Managing a Social Media Crisis
A social media crisis can happen to any company, at any time, for any reason. In the utility industry specifically, a prolonged power outage will undoubtedly lead to negative social press. The good news is that you can minimize the damage to your brand by having a mitigation plan in place.
How to Plan for a Social Media Crisis
According to this article, in general, the plan should involve the following:
- Guidelines for identifying a social media crisis
- Roles and responsibilities
- Internal communication policies
- Critical employee contact lists
- Pre-prepared and approved canned communications
- Summary of the company’s overall social media policy
As you can see, the first step to having a good plan is to have a process in place that will allow your team to become aware of an emerging social media crisis. This involves three steps:
- Create a listening program by purchasing a tool to monitor social media conversations, or setting up Google Alerts.

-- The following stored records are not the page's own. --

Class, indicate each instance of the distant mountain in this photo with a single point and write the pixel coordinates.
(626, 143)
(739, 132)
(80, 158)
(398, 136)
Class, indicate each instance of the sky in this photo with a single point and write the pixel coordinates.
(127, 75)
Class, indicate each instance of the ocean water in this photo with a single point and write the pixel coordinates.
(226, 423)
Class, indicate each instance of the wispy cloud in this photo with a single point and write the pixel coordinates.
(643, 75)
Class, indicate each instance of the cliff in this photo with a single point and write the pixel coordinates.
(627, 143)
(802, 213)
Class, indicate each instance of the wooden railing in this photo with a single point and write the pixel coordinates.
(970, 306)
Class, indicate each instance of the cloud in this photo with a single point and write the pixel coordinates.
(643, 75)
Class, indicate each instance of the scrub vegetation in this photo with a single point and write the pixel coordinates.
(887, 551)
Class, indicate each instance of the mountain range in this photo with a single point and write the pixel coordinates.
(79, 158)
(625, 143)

- Put criteria in place that allows you to differentiate between a crisis and a ‘non-crisis.’ This means looking for conversations that are outside of normal conversations, and looking for conversations that could have a company-wide negative impact.

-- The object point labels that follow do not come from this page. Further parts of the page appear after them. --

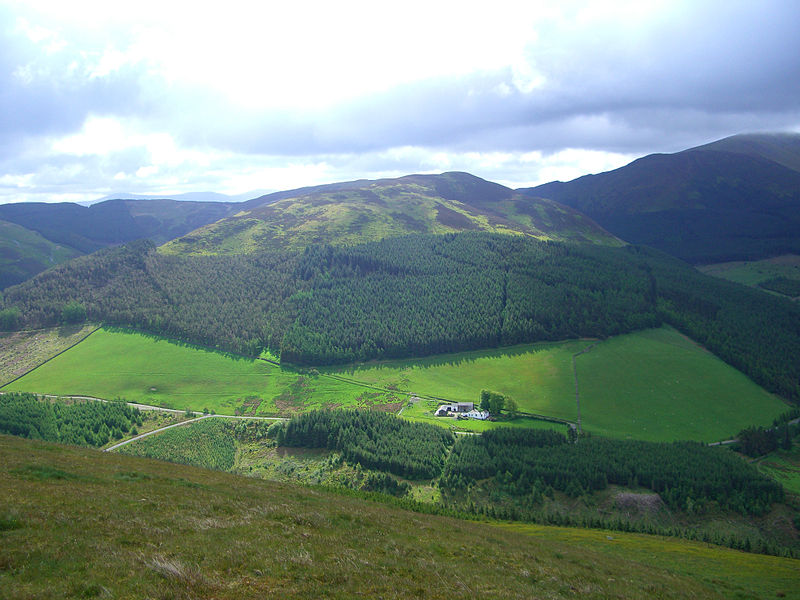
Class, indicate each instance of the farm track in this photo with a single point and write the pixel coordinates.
(575, 375)
(188, 421)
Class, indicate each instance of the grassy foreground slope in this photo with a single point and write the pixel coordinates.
(162, 372)
(76, 523)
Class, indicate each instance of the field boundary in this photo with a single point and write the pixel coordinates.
(59, 353)
(575, 375)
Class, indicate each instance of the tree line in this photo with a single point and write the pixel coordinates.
(91, 424)
(375, 440)
(686, 475)
(413, 296)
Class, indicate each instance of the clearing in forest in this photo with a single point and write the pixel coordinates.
(161, 372)
(650, 385)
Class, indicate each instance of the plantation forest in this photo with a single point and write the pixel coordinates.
(414, 296)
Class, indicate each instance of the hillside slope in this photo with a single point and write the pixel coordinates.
(737, 199)
(362, 211)
(78, 523)
(24, 253)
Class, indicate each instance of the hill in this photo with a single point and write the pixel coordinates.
(35, 236)
(166, 530)
(782, 148)
(736, 199)
(24, 253)
(362, 211)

- Create a flowchart that documents specific courses of actions for specific types of crises.
These three factors will dictate when and how the plan should be triggered or activated. Once action is required, the meat of the plan revolves around communication – dissenters expect to hear from the company and failure to respond could accelerate the damage to your brand. And this communication must happen very quickly, because according to Hootsuite, over 25% of social media crises spread internationally in less than one hour. If you wait to react until the next day, it’s essentially too late.
Other best practices include pausing all scheduled social media postings until the crisis has subsided, avoiding arguing with dissenters, using a combination of short social media response messages plus more in-depth communications such as press releases, and regrouping after the social media crisis has passed to identify any lessons learned and/or important updates to the plan. Good luck!